They dropped off the bloodied henchman and his pal at Ateba's place and decided to make tracks for the state line. But they'd gone only a few blocks when Ateba said he couldn't leave; his family needed him. Miller let him out.
Miller and Perry said little as they drove through the night, headed east.
*****
It ended like a scene out of Badlands — but without the film-school artiness. A third of the way across Kansas, Miller spotted a state trooper in his rear-view mirror and decided to exit the highway at the town of Ellis, then hop back on after the law had passed by. But the trooper had run the plates on the Explorer, and there was no way to get back on the interstate except to return the way they came. Within minutes they were in a high-speed chase through the dead-end town, then in a head-on collision with a police car.
Miller hit the ground running. The last a dazed Perry saw of him was the white soles of his athletic shoes. She eyed the 9-millimeter he'd given her, sitting on the dash of the wrecked Explorer, and thought about killing herself. But before she could act, a trooper reached through the window, pulled her out of the vehicle, and threw her to the ground.
They took her to a basement command post. Miller had grabbed two male hostages and was holding them in a house nearby. They had the place surrounded, with a helicopter and snipers and SWAT. Just like in the movies, they wanted to put her on the phone with him and persuade him to give up. She agreed to try.
Miller's voice was calm. "You know I'm dying today," he said.
Perry told him to let the two men go. He said he wasn't going to hurt them. He told her how much he loved her, that he'd hurt so many people but never wanted to hurt her. Knowing that the law was listening in, he talked about how he "made" her go on the robberies with him, trying to give her an out.
He talked at length about how much he hated McCalmant. Knowing that Pops would soon get the good news of his demise saddened him beyond words. He described what it was like, going around with the detectives and telling the mothers of those boys what Pops had done, how one of them had slapped his face for not stopping him sooner, and how guilty he felt about that. But seeing Pops hauled into court in handcuffs had been the happiest day of his life.
The conversation went on for three hours. At one point he rang off and called her mother at the Kings Inn, to let her know that Tara had been arrested. Lombardi, who'd heard nothing from her daughter for days, wasn't in any mood to console Randy Miller.
"He said he was in a house with two old men and was pointing a gun at them," she recalls. "I said, 'Take the gun off them. I know you're just going to use it on yourself.
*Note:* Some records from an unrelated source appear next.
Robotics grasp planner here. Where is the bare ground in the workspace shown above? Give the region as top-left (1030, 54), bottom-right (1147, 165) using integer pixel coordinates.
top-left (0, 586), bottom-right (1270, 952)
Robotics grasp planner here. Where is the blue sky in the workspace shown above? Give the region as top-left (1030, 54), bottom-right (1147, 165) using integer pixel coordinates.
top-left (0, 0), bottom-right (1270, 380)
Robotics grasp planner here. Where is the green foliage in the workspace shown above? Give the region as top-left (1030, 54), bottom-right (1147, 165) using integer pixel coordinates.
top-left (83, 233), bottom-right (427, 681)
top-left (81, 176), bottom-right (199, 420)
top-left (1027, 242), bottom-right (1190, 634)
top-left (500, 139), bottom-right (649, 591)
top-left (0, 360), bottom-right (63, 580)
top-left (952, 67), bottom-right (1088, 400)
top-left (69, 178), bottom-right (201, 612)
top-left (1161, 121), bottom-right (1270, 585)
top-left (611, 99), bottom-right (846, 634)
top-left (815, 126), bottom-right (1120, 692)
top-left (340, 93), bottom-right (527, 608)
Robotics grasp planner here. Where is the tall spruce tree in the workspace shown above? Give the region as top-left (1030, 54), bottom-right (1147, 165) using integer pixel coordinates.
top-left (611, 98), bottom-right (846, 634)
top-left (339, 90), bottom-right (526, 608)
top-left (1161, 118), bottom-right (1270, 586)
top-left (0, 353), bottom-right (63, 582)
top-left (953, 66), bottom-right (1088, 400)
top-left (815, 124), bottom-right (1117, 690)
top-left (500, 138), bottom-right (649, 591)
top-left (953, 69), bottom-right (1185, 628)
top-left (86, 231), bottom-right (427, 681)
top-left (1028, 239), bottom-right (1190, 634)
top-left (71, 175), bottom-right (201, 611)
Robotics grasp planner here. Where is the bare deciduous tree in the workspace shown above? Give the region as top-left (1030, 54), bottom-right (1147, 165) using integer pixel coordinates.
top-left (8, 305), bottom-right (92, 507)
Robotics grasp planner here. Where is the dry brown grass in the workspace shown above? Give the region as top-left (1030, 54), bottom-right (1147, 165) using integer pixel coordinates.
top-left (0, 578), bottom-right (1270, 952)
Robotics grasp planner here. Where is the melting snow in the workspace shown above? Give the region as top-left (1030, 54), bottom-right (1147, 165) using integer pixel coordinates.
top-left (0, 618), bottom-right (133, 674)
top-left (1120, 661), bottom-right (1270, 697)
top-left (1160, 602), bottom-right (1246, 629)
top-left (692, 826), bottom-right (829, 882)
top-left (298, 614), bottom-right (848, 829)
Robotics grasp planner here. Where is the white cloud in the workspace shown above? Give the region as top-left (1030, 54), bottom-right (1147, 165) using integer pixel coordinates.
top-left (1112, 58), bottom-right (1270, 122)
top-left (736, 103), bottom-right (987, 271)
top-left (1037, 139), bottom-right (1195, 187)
Just do it.'"
Back on the line with Perry, Miller asked her, "Does God forgive you for everything?"
"God does forgive you for everything," she said.
"Everything?"
"Everything."
"Even for being gay?"
"Yes."
"I love you," he said.
The gunshot was deafening, like an explosion in her own skull.
*****
A year and eighteen days after Miller's death, Robert "Pops" McCalmant was found guilty on a hundred counts of sexual assaults on children and received the longest prison sentence ever imposed in Colorado: 1,338 years. He died in a prison infirmary in 2006, the full extent of his crimes still unknown.
"I believe we only scratched the surface," says Aurora police captain Terry Brown, one of the lead investigators on the case. "We identified twelve victims by the time it went to trial, but there may have been several others."